In 2007 manga sales represented 56% of the revenue of all graphic novels sold in the United States. And things have been particularly good for manga in film lately: Warner Bros. put out Speed Racer earlier this year, and 20th Century Fox is adapting Dragon Ball for a 2009 release. U.S. publishing houses HarperCollins and Random House have teamed up with manga publishers.
Manga is so vast that there is an entire subgenre portraying love between girls. Yuri -- which literally translates as “lily” -- can revolve around anything from hard-core sex between impossibly pneumatic girl characters to sweet tales of schoolgirl crushes, where hand-holding is as racy as things get. And while you’d be forgiven for thinking yuri is a gay story written for a gay audience, the Japanese would likely disagree. In a country where homosexuality is still very much taboo, even the most conservative of Japanese parents are OK with their daughters reading yuri manga because the comics aren’t viewed as “gay.” (For the record, there are also boy-boy manga love stories, called yaoi. Raw in their depiction of romantic and sexual relationships between males, they’re primarily read by straight women in Japan.)
This cultural coyness may be attributed to the concept of tatemono honmono, a term for the space between what things appear to be and what they really are, says Erica Friedman, founder of ALC Publishing, the world’s only all-yuri publisher. “In Japan there’s intense societal pressure to live life as a straight person, more than any Westerner could conceive,” says Friedman, who is also president of Yuricon, a convention that celebrates yuri in anime and manga. “Yuri is accepted—so long as it’s perceived as being this fantasy world.”

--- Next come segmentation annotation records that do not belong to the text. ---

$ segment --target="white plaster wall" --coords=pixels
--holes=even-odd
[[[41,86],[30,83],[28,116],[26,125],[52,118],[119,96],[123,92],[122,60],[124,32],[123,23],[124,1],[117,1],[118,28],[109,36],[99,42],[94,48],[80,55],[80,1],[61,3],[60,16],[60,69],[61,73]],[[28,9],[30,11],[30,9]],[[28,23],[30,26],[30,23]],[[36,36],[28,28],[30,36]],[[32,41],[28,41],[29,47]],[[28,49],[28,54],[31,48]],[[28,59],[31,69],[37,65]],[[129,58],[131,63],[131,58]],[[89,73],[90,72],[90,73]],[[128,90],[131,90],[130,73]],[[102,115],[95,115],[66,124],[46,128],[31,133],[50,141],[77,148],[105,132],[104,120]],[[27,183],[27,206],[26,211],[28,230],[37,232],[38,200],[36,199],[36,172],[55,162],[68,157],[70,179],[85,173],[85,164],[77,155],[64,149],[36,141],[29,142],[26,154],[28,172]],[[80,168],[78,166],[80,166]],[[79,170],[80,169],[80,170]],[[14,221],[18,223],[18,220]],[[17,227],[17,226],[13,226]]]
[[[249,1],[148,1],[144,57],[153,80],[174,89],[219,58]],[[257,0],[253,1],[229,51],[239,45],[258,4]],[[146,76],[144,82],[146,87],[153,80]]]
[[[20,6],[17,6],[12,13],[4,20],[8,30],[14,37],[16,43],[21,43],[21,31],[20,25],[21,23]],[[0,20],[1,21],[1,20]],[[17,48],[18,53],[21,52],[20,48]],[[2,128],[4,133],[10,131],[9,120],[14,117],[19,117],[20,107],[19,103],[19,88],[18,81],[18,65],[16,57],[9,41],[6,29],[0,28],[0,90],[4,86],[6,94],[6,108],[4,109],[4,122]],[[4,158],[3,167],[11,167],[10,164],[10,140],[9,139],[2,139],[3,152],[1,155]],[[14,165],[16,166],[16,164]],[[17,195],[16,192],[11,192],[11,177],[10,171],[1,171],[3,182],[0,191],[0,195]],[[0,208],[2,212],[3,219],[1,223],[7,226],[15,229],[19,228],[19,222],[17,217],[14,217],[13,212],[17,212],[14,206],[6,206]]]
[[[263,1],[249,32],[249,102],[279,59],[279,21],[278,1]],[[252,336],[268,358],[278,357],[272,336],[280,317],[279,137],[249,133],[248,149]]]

To the contemporary Western mind, this nuance can be perplexing. In his book Japanamerica, Roland Kelts explains that “the strict codes of etiquette that govern daily life in Japan also allow for an extraordinary degree of creative and social permissiveness: the freedom to explore other identities.” So while a married woman may be able to explore her sexuality freely and without reproach by reading yuri on the subway, that freedom ends as soon as she turns the last page.